Tatsächlich aber wurde uns vor Augen geführt, warum es bei Noer auch eine Surf-Schule gibt. Denn am letzten Sonntag wehte eine ziemlich steife Brise, eine solche nämlich, die einem sogar den Fisch vom Fischbrötchen wehen würde. Außerdem war wohl Flut. Das Ergebnis: der Strand war weg.
Ja, weg. Uns blieb ein schmaler Pfad direkt am Zaun, an welchem die Fluten jedoch auch schon fleißig knabberten. Stellenweise war der Sand schon vollständig abgetragen und wir mussten in den Pausen zwischen den Wellen über die Steine huschen, um zur Weiterführung unseres Pfades zu gelangen. An einer Stelle reichte der Waldrand bis jenseits des Zaunes, kleinere Pflanzen und Erlen standen mit den Füßen im Salzwasser.
Dahinter erhielten wir eine Pause von dem kleinen Abenteuer: Durch Gräser, Moose, Flechten und andere kleine Pflanzen war der Boden soweit befestigt, dass man sicher darauf laufen konnte. Auch reichten die Wellen nicht mehr ganz so weit. Zeit, diese kleinen Wunder ein wenig zu bestaunen - so wie zum Beispiel diese kompakte Sukkulente, welche zum Schutz gegen starke UV-Strahlung stellenweise rote Farbpigmente in ihre Zellen einlagert:
Das letzte Stück bis zum nächsten Weg, der uns um das NSG herum wieder durch Noer und zu unserem Auto führen sollte, verlangte aber nochmal alles von uns ab. Die vom Wind gepeitschten Wellen trieben bis an den (überflüssigerweise mit Stacheldraht geschmückten) Zaun und ließen uns keine trockenen Füße mehr. Nass bis zu den Knien und völlig außer Atem - denn die letzten 100 Meter wollten wir eigentlich schnell und "trocken" zurücklegen - verließen wir schließlich den "Strand"...
Dünen-Sukzession
Eine der Besonderheiten des NSG "Bewaldete Düne bei Noer" ist die Möglichkeit, eine natürliche Dünensukzession - d.h. die natürliche Entwicklung vom Sandstrand zum Wald mit allen Zwischenstadien - zu beobachten. Ganz grob kann man drei Arten von Dünen unterscheiden: Weiß-, Grau- und Braundüne. Die Farbbeschreibung spiegelt sowohl Farbelemente der typischen Vegetationstypen wieder als auch den tatsächlichen Farbeindruck, den der Dünenboden macht.
So wird die Weißdüne durch den Strandhafer geprägt, dessen Blütenstände weiß sind. Das Wurzelwerk festigt den aufgrund fehlender Humusbildung noch weißen Dünensand. Auf der Graudüne dominieren Arten wie das Silbergras (gräuliche Blätter uznd silbrige Blütenstände) sowie Sanddorn, dessen Laub schonmal grau erscheint. Der Oberboden ist durch eine mäßige Humusbildung grau gefärbt. Auf der Braundüne schließlich wachsen unter anderem Krähenbeere und Heidekraut, deren Blätter insbesondere im Frühjahr einen braunen Farbeindruck geben. Die Bodenentwicklung ist hier schon weiter fortgeschritten, es bilden sich Braunerden und Podsole.

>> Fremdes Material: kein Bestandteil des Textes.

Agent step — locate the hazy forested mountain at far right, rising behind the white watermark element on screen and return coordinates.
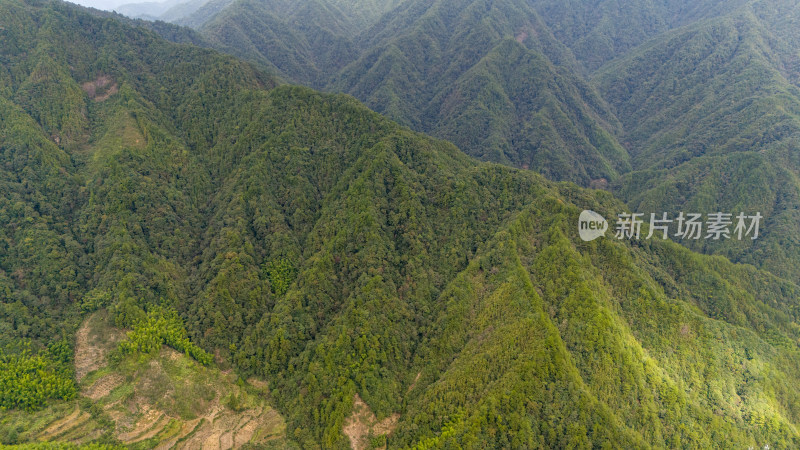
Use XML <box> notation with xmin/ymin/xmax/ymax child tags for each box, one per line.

Erst auf der Braundüne kann so langsam eine Bewaldung statt finden. Die dem Meer und somit der launischen Witterung zugewandte Seite ist dann geprägt durch besonders knorrig wachsende Bäume. Gerade diese knorrigen, krummen Eichen machen den Anblick der "Bewaldeten Düne bei Noer" meiner Meinung nach zu etwas ganz Besonderem.